I left everything but my doll behind in Russia

M

ay 2 marked 44 years since I first stepped foot on the shores of Australia — a place I’m still proud to call home, a place that not only gave me refuge from the persecution of Communist Russia, but also became a place of my personal spiritual redemption.

The year was 1977, and the mass exodus of Russian Jews was reaching its peak. All around me, Jews were talking in hushed whispers about getting papers to leave. I was eight years old, and like most Soviet children at the time, I was busy not only with school but with music, ballet, and ice-skating lessons. I was a tall child, shy and introverted by nature, with long, brown hair that was tied up with a big bow for school.

One day, I came home to find yellow exit invitations spread out in my parents’ room. Reading them, I understood that these were invitations to leave the USSR to reunite with family in Israel. My heart fluttered when I saw the names on the papers: I was listed there, but my beloved Dedushka was not.

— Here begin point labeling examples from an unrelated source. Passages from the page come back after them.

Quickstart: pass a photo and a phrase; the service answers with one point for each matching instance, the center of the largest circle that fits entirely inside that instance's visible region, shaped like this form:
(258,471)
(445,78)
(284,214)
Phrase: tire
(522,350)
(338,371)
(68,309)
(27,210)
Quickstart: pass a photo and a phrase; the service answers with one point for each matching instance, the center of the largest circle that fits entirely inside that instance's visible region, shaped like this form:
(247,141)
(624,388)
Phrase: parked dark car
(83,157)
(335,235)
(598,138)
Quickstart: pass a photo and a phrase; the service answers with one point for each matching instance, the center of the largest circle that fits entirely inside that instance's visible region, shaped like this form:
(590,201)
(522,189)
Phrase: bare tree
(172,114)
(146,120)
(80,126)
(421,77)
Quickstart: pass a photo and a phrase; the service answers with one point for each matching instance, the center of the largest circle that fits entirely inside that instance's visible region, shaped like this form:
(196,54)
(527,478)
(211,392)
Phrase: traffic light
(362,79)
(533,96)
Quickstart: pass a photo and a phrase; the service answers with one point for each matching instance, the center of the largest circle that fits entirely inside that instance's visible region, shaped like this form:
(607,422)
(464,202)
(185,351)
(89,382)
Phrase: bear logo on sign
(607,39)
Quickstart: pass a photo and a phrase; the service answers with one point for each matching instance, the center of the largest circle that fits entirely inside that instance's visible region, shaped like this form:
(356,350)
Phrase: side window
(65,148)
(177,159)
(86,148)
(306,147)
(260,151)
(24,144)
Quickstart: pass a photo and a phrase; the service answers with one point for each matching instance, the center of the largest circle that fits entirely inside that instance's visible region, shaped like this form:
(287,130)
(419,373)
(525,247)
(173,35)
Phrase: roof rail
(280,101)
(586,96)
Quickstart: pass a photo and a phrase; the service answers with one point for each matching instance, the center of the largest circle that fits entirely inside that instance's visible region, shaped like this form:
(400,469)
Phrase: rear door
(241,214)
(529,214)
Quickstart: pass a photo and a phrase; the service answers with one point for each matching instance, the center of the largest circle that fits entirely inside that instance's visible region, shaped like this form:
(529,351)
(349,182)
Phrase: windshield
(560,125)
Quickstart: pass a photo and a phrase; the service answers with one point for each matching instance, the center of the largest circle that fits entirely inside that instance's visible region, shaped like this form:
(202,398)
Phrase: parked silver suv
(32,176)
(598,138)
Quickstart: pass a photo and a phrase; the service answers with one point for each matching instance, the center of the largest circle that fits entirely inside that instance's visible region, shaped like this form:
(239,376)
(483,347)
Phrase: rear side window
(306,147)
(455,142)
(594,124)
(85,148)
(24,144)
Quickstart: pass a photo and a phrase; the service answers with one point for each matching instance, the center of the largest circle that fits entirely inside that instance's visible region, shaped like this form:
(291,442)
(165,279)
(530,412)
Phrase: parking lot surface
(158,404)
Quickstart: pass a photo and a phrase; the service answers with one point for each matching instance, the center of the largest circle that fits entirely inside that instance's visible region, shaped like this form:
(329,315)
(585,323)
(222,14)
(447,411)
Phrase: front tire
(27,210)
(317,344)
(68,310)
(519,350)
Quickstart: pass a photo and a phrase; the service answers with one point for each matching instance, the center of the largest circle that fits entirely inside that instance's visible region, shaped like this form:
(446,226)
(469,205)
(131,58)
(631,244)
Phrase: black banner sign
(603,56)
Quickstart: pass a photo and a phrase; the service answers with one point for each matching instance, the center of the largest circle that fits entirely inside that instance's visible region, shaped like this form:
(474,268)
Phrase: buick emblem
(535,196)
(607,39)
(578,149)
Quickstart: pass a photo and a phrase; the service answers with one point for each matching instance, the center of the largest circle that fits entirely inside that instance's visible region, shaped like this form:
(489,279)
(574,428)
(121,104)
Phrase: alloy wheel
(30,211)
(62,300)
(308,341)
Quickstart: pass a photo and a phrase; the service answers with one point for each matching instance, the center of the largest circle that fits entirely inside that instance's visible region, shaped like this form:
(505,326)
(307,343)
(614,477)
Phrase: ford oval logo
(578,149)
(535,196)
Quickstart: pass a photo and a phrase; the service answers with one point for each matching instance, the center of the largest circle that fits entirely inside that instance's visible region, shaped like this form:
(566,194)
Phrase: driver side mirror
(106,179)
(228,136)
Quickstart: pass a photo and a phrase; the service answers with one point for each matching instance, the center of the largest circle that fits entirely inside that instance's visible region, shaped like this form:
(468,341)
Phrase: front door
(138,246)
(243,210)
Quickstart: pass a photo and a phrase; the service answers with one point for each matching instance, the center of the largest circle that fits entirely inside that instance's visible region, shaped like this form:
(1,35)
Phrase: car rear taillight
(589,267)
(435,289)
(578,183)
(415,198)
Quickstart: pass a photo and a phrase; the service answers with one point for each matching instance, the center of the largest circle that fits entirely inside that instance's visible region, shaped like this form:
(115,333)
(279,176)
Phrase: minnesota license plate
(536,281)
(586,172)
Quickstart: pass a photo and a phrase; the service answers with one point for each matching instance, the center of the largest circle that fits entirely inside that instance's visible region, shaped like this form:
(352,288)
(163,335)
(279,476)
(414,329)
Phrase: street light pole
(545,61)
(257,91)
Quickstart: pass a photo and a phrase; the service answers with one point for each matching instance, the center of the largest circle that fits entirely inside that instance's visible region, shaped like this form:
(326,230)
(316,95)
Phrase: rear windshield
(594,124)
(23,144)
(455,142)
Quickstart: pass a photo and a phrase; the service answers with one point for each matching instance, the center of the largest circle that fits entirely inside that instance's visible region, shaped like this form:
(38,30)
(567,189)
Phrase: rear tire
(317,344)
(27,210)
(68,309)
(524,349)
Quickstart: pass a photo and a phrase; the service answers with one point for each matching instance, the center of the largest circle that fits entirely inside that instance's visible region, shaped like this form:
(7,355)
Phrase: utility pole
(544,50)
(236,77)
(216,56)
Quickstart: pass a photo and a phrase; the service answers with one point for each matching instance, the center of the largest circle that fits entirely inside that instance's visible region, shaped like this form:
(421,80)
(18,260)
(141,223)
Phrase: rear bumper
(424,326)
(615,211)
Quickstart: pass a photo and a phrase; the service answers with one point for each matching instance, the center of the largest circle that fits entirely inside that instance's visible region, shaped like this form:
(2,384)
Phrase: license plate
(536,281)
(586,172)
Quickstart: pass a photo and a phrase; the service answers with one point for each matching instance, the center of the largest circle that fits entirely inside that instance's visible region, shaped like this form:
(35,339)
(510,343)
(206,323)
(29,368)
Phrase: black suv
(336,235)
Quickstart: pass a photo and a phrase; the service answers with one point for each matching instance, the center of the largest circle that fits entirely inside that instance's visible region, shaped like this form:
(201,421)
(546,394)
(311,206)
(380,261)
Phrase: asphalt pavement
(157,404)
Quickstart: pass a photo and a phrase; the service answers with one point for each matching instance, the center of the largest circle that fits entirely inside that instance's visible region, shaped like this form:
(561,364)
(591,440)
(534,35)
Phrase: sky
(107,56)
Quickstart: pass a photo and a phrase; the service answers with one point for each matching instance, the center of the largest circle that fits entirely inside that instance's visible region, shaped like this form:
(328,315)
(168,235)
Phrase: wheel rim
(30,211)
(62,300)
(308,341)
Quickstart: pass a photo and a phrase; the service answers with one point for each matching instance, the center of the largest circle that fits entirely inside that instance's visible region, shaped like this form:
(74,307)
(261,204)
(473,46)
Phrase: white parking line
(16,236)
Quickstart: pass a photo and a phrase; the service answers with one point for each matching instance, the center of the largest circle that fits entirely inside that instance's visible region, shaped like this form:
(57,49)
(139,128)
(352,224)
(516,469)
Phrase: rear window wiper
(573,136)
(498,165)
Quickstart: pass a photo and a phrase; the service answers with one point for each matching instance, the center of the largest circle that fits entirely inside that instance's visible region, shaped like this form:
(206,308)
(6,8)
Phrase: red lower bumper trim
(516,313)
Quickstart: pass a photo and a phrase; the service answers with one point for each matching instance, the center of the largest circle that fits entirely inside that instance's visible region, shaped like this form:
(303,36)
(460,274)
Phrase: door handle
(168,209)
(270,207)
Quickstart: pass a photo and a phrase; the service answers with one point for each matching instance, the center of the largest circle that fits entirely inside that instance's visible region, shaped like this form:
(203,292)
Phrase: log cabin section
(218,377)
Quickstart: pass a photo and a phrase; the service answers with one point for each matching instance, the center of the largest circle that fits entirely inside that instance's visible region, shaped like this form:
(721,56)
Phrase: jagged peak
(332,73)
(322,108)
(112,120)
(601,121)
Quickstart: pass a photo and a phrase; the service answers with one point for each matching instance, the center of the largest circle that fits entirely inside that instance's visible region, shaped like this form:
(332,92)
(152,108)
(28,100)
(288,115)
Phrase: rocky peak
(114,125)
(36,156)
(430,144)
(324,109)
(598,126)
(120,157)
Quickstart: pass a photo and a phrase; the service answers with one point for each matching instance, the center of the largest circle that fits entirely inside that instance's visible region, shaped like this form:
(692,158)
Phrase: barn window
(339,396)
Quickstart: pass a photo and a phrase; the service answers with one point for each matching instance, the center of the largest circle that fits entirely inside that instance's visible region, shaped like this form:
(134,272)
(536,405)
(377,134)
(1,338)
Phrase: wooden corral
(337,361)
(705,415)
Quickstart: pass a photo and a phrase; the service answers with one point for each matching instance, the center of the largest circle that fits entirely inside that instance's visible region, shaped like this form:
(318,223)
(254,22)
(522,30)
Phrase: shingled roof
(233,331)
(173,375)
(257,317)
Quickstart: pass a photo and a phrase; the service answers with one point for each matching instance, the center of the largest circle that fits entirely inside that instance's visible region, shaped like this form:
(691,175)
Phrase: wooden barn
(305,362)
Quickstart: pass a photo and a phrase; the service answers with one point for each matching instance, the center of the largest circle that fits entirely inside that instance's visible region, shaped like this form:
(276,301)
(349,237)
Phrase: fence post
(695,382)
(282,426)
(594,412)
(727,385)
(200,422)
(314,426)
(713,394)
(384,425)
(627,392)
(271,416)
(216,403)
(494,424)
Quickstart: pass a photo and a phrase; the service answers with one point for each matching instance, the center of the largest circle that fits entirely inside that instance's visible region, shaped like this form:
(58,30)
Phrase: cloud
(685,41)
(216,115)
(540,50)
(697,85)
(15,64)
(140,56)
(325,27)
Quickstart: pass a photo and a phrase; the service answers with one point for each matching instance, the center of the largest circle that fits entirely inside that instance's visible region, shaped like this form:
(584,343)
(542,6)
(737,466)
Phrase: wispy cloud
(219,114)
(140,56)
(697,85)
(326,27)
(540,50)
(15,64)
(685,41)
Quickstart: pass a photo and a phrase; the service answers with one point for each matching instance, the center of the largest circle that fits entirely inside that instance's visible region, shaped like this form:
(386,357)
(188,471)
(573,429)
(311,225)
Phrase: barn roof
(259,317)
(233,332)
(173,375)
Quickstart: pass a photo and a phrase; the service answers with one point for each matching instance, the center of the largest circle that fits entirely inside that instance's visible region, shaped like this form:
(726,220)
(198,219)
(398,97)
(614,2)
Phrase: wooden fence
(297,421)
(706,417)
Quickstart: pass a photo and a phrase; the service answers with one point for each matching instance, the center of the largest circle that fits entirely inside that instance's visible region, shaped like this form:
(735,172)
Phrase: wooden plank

Dedushka, my mother’s grandfather, lived with us, and I was not going anywhere without him. In the Soviet Union, childcare was delegated to grandparents while the parents went out to work, so I spent most of my days in Dedushka’s company. He was already 80 years old when I was born. He had lived most of his life in the Ukrainian town of Belaya Tserkov, about 80 kilometers from Kiev. His parents had been frum Jews — they even had a shtibel in their house — but most of the children had left Torah observance. Dedushka and most of his siblings relocated to Kiev, where I grew up. I remember how, before Pesach, Dedushka would get blue boxes of matzah.

I was an only child, and if not for Dedushka, my childhood might have been lonely. Dedushka was my biggest fan and supporter. I would bring my friends from the building to meet him — after all, who else had such an old Dedushka? And as he was a retired pediatrician, it’s not surprising that he had the patience to spend his days entertaining a child.

We were among the first of our extended family to receive the coveted “invitation” to leave the USSR. As part of the Family Reunification Agreement, those seeking to emigrate needed a family member to send them an invitation from Eretz Yisrael. How my extended family procured this invitation, I do not know, since we had no relatives in Israel. The “family” we were reuniting with was the extended Jewish nation.